2. Account preservation behavior. When the agent's win rate approached the account limitation threshold, it learned to reduce bet frequency --- effectively "sand-bagging" to maintain account access for higher-edge opportunities later.
3. Bankroll-dependent aggression. When the bankroll was well above the initial level, the agent bet more aggressively on marginal edges. When below, it became more conservative --- a behavior consistent with fractional Kelly but learned from scratch.
4. Opportunity quality discrimination. The agent learned to pass on days with only marginal edges and bet heavily on days with strong opportunities, effectively implementing a dynamic selectivity criterion.
Key Lessons
The RL approach outperformed static Kelly by approximately 15-25% in mean season-end P&L over the last 100 episodes, with comparable variance. The advantage came primarily from two sources:
-
Adaptation to edge decay. The RL agent's implicit estimate of the current edge environment was more responsive than a fixed edge threshold.
-
Account management. By learning to moderate win rates near the limitation threshold, the agent preserved betting access for the full season while static Kelly triggered earlier limitations.

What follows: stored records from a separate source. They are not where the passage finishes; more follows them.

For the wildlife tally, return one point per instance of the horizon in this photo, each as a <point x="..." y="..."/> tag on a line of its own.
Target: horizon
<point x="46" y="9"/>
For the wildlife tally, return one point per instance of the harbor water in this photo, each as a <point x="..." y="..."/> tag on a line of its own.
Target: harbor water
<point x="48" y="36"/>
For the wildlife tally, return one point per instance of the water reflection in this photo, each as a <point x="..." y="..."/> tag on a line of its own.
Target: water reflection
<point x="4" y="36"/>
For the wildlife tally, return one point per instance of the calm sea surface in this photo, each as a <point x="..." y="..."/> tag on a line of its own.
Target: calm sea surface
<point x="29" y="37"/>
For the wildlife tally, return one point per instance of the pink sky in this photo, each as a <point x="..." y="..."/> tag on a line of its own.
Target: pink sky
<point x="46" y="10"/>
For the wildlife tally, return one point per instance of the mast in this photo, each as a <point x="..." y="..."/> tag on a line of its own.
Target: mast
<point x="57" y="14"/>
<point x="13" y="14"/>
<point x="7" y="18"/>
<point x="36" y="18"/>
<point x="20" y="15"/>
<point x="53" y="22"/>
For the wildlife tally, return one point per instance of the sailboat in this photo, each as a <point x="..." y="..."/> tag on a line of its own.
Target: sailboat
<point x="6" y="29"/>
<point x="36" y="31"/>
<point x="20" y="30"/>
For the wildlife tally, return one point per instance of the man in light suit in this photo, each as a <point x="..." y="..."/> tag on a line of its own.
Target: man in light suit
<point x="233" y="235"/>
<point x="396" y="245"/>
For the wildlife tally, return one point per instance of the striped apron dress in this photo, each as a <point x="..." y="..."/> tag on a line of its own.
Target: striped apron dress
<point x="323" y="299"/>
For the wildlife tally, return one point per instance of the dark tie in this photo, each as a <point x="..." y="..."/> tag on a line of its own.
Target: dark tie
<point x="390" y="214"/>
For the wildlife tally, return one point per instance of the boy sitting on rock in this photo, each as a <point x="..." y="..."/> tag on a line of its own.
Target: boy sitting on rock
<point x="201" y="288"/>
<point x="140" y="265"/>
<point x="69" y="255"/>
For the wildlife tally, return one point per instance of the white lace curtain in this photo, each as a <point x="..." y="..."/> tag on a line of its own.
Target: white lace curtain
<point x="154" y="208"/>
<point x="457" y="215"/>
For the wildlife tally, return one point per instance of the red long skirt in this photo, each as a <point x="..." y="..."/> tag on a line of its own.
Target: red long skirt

However, the RL approach had significant limitations:
- Training instability. The policy gradient method produced noisy learning curves and was sensitive to hyperparameters.
- Sample inefficiency. 500 episodes (seasons) were needed for learning, far more than a human bettor would experience.
- Sim-to-real gap. The simplified environment omitted many real-world complexities (multiple sportsbooks, parlays, live betting, model updates).
Discussion Questions
-
The RL agent learned to reduce betting frequency as edges decayed. Could you achieve the same effect with a simpler rule (e.g., "reduce bet sizes by 1% per month")? What does the RL agent capture that a simple rule cannot?
-
The account limitation mechanism is a simplified version of real sportsbook behavior. How would you make it more realistic? What additional state information would the RL agent need?
-
The RL agent uses a discrete action space (6 options). How would a continuous action space change the learning problem? What RL algorithms would be more appropriate?
-
If you deployed this RL agent on real money, what safeguards would you implement? How would you handle the agent suggesting bets that violate your risk budget?
-
The environment uses a single model edge. In reality, different games have different edges from different models. How would you extend the environment to capture multi-model decision-making?